Disney recently announced that it is purchasing a large stake in 21st Century Fox. Through this expansive deal, Disney will acquire a whole host of media and entertainment properties, which include television and film studios and cable providers. Like many other mergers and acquisitions, Disney’s Fox transaction will have to receive regulatory approval from the U.S government. Regulators are particularly keen to scrutinize business sales and purchases that leave industries dominated by handfuls of massive entities.
Supposing this merger plan is approved by regulators, the execution of the deal will remain a complex endeavor. Large acquisitions of this type typically require the drafting of multiple contracts. Fox and Disney will need to make sure that these contracts are consistent with previously signed contracts and shareholder agreements. Entertainment industry analysts believe that Disney’s acquisition plan is likely to receive approval from federal regulators. If so, Disney will achieve an even more commanding position within the entertainment world.
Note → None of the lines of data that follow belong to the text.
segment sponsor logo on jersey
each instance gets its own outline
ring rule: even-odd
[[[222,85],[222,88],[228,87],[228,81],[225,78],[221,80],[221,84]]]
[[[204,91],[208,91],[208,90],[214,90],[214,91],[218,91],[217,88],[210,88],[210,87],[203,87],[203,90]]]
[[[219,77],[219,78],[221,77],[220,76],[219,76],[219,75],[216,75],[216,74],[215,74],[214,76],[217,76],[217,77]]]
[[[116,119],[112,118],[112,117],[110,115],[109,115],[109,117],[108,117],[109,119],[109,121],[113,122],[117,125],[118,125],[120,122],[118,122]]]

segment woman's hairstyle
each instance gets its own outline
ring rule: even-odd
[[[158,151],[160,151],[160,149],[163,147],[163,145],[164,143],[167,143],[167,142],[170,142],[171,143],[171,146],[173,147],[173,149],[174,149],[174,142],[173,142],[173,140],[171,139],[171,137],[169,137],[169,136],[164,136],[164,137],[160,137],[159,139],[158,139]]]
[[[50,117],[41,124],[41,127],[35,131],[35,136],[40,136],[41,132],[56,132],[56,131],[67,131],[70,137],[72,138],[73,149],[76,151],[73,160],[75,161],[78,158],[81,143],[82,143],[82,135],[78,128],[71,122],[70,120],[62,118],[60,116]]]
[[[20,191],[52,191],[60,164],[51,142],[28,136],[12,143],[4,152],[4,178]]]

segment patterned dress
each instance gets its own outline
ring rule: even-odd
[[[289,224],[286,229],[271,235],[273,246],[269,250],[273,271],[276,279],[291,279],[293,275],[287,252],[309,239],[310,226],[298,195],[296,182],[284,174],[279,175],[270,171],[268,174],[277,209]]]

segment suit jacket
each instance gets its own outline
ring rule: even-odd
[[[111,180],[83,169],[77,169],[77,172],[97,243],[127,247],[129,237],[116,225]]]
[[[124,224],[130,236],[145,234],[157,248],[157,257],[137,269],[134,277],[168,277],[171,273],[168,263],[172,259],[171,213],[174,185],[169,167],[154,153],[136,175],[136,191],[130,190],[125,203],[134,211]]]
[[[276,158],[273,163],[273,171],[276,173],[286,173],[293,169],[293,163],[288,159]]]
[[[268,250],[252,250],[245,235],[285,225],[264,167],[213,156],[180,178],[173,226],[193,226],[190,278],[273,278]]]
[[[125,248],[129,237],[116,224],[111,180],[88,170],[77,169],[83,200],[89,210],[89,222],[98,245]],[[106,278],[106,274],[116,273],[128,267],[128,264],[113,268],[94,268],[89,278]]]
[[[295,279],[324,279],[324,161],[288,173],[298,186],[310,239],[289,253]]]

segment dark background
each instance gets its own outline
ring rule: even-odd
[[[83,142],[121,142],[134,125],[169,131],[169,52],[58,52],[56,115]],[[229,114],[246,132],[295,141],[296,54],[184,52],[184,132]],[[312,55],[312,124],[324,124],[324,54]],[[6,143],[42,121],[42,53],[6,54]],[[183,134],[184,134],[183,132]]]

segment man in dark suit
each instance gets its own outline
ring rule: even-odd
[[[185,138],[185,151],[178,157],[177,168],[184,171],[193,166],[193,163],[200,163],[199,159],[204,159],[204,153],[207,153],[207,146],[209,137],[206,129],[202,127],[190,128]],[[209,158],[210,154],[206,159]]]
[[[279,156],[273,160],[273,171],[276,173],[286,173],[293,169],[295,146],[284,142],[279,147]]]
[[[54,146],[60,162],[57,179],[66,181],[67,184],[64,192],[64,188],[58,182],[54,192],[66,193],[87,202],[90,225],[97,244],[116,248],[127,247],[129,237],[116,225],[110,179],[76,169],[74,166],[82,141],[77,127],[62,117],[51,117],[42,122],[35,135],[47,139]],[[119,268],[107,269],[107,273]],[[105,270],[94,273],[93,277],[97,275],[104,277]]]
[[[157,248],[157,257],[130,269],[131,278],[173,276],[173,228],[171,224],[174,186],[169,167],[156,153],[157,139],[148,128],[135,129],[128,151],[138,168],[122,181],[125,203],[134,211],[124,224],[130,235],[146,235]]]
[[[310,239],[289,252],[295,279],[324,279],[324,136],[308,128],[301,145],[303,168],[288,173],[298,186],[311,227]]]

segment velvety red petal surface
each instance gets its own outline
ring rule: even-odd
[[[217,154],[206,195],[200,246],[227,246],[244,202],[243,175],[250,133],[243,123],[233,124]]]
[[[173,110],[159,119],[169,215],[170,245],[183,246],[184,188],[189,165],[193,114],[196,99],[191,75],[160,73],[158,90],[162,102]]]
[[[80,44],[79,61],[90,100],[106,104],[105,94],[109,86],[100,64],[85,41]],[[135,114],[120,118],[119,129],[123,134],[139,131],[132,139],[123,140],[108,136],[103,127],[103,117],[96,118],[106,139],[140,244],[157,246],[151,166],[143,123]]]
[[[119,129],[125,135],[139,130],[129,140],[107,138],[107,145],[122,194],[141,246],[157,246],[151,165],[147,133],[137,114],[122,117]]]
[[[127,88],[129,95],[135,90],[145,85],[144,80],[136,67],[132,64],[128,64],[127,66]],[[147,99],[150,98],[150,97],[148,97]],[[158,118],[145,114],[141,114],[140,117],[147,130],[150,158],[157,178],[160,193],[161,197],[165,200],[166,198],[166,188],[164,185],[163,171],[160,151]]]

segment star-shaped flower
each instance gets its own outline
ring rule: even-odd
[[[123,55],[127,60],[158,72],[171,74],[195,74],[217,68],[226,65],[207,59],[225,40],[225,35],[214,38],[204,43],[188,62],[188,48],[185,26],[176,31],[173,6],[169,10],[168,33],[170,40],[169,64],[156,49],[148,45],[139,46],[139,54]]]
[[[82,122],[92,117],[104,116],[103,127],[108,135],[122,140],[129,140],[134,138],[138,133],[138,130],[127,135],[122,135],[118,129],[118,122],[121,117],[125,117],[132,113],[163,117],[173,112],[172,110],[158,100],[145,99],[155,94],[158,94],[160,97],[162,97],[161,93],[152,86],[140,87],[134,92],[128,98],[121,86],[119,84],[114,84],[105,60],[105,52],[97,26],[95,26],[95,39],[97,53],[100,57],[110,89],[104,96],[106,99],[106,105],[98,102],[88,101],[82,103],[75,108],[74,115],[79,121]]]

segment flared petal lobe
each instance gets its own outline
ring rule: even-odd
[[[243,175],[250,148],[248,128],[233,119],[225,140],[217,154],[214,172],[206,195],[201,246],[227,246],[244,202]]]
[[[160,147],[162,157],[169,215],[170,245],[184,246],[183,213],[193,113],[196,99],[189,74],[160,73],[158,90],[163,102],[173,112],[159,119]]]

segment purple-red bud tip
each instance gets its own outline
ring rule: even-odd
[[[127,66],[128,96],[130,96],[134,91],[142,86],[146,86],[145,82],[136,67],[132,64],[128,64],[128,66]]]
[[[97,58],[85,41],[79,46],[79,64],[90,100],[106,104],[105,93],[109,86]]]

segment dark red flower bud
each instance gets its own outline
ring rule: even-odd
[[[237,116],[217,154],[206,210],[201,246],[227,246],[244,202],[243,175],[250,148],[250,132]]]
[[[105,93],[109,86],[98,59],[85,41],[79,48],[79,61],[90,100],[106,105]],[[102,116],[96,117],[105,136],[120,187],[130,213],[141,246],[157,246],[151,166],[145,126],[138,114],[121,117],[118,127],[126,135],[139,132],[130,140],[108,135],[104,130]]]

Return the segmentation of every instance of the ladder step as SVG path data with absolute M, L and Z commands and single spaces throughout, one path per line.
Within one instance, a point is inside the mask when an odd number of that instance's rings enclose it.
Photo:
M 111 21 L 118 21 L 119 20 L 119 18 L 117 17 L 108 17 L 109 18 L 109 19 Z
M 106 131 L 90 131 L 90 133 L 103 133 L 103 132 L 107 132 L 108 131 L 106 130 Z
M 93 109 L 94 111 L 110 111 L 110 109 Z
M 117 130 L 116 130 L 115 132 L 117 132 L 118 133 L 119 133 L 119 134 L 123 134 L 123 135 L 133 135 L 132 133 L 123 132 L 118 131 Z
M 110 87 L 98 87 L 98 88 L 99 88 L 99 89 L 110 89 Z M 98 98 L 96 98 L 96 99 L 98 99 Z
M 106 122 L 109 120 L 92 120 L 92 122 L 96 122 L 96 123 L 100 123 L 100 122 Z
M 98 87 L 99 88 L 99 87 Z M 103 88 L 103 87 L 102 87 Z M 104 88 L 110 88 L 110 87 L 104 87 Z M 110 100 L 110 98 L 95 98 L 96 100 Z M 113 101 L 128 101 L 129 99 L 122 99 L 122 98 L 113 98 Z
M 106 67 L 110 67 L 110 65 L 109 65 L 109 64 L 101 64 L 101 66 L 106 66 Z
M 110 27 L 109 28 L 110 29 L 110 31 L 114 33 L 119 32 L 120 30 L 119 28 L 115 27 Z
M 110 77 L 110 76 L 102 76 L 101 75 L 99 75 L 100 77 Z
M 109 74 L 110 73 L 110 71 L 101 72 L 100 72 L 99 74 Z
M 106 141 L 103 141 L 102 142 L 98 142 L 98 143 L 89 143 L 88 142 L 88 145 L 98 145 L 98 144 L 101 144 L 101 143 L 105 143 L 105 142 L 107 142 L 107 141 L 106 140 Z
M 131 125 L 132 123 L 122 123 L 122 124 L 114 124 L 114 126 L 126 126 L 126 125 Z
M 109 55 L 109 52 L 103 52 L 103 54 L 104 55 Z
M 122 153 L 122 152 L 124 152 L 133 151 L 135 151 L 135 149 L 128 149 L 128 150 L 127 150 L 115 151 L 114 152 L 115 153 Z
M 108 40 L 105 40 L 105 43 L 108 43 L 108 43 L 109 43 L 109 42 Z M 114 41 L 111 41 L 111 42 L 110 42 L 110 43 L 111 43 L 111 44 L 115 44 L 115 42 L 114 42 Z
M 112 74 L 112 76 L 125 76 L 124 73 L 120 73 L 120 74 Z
With this proposed acquisition, Disney will receive valuable franchises like “The Simpsons” and the “X-Men” film series. The deal will also give Disney a controlling stake in the streaming video service Hulu. This part of the deal may prove essential for Disney’s plan to challenge Netflix, the current leader in streaming video. Reportedly, Fox’s news and sports divisions are not included in the deal.
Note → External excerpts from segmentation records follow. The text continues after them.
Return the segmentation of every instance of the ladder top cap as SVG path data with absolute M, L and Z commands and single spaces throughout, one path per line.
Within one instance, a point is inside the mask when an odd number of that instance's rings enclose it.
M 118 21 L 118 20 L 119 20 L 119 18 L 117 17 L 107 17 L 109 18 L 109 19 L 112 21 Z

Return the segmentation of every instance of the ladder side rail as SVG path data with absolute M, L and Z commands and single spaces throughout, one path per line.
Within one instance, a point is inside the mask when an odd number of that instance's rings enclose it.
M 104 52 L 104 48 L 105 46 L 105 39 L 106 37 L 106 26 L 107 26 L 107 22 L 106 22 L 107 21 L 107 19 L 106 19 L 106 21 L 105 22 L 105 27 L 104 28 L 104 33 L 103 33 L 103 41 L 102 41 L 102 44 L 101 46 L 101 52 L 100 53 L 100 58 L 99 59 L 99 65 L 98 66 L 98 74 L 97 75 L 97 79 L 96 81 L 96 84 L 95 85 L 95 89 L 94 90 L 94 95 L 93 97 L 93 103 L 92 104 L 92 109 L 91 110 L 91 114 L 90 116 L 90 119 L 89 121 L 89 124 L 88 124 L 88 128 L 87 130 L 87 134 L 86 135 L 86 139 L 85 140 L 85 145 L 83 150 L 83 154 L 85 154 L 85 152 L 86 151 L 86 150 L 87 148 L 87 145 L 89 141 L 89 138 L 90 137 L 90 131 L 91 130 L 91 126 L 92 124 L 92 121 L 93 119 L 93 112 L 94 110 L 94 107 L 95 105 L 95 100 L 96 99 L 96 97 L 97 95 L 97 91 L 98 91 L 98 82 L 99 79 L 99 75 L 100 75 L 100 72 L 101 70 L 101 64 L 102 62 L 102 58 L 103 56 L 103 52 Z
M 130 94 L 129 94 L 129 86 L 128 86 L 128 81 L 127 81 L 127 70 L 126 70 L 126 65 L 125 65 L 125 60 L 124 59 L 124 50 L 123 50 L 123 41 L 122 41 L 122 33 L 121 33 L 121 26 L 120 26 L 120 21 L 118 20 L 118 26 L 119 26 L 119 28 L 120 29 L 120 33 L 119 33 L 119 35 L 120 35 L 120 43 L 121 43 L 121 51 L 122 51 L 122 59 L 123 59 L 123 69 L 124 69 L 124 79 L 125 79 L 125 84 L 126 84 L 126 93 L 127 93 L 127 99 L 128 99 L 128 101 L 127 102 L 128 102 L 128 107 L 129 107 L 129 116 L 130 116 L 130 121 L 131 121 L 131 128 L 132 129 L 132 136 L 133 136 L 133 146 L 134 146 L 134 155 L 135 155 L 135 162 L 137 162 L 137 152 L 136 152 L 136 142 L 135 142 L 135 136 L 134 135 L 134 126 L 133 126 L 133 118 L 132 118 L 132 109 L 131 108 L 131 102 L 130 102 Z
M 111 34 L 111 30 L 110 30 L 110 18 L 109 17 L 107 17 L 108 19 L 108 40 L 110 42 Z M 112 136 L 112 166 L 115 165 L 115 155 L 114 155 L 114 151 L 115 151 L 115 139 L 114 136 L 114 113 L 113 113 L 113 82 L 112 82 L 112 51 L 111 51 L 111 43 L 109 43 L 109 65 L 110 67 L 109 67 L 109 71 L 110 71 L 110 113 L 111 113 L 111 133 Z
Business experts have noted that the merger is a complex yet rewarding type of business formation. When a business owner decides to pursue a merger or an acquisition, a qualified business attorney can provide crucial guidance. With this assistance, a business owner may have a better chance of avoiding merger-related business litigation down the road. In the event that the other party in the merger engages in a breach of contract, the business owner can again rely on his or her attorney to pursue justice in an efficient manner.